Manual Edit of Registry file

Elastic Stack Beats
1

I have manually edited the registry file on one of my filebeats containers in an attempt to get it to reprocess specific files. It will load the edited registry, and the logs indicate that it no longer recognizes the the files I have removed from it's list, but it still will not reprocess these files. Is there another location that I need to update to get it to reprocess these files?

Deleting the registry completely and reprocessing everything is not an option, I have thousands of files that equate to billions of entries into elastic.

2

What kind of manul edit did you do? Did you just remove entries from the JSON, or did you modify the offset?

Can you share your filebeat configuration? Have you configured some setting to ignore older files?

3

I removed the entries from the JSON entirely that matched a specific pattern. These are the types of entries that I was removing:

{
	"FileStateOS": {
		"device": 64783,
		"inode": 26169086743
	},
	"timestamp": "2018-10-03T21:22:46.5256349Z",
	"offset": 43047599,
	"source": "/data/some_datagroup/some_datafile.txt",
	"meta": null,
	"ttl": -1,
	"type": "log"
}

Here is my filebeats.yml file, I'm using filebeats 6.4 within docker:

filebeat.inputs:
- type: log
  processors:
    - drop_fields:
        fields: ["prospector","input","offset"]

  enabled: true
  paths:
    - /data/*/*.txt
  json.keys_under_root: true

processors:
 - drop_fields:
     fields: ["beat", "host"]

setup.template.enabled: false
output.logstash:
  hosts: ["logstash:5044"]
4

If the files (by inode) still exist, I don't see why they should not be collected.

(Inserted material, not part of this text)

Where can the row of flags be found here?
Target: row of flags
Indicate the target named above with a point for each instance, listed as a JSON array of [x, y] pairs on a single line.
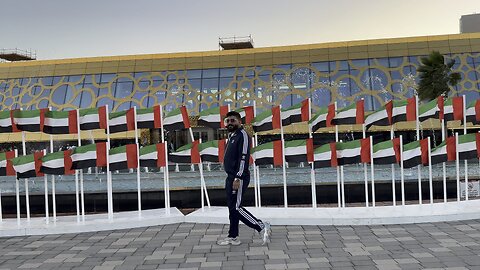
[[328, 155]]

Can you check if the files do appear in the filebeat log file.

When stopping filebeat, do the files appear in the registry file? If not, they might not be available anymore.

5

Files are still available, they do not appear in the filebeat log. They are not in the registry either.

Additionally, the filebeat container also generates an additional registry file called registry.new when I make these changes. It doesn't make a whole lot of sense to me :confused:

6

Any other kind of errors?

When writing the registry file, filebeat first creates the file registry.new, with all new contents. Right after serializing to registry.new, filebeat uses a replace operation to atomically replace the old registry file with registry.new. The fact that you still have the registry.new around might point to an IO error. Have you change file credentials or permissions by accident when editing?

7

I will take a look if it has something to do with the registry.new file... that might be a weird artifact from docker volumes. I know that when I slice the entries out the filebeat registry parse at startup indicates it's tracking the correct amount of files though, so not sure if that's where the issue is...

I might try the offset thing as well. Thanks for the ideas.

8

This topic was automatically closed 28 days after the last reply. New replies are no longer allowed.